A Side By Side comparison of Daqo New Energy's Earnings Growth And 17% ROE
To start with, Daqo New Energy's ROE looks acceptable. Especially when compared to the industry average of 12% the company's ROE looks pretty impressive. Probably as a result of this, Daqo New Energy was able to see a decent growth of 13% over the last five years.
As a next step, we compared Daqo New Energy's net income growth with the industry and found that the company has a similar growth figure when compared with the industry average growth rate of 14% in the same period.
Earnings growth is an important metric to consider when valuing a stock. It’s important for an investor to know whether the market has priced in the company's expected earnings growth (or decline). Doing so will help them establish if the stock's future looks promising or ominous. Is DQ fairly valued? This infographic on the company's intrinsic value has everything you need to know.
Is Daqo New Energy Making Efficient Use Of Its Profits?
Overall, we are quite pleased with Daqo New Energy's performance. Specifically, we like that the company is reinvesting a huge chunk of its profits at a high rate of return. This of course has caused the company to see substantial growth in its earnings. That being so, the latest analyst forecasts show that the company will continue to see an expansion in its earnings. To know more about the latest analysts predictions for the company, check out this visualization of analyst forecasts for the company.
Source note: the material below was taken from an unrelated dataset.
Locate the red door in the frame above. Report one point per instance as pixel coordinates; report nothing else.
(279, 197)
This article by Simply Wall St is general in nature. It does not constitute a recommendation to buy or sell any stock, and does not take account of your objectives, or your financial situation. We aim to bring you long-term focused analysis driven by fundamental data. Note that our analysis may not factor in the latest price-sensitive company announcements or qualitative material. Simply Wall St has no position in any stocks mentioned.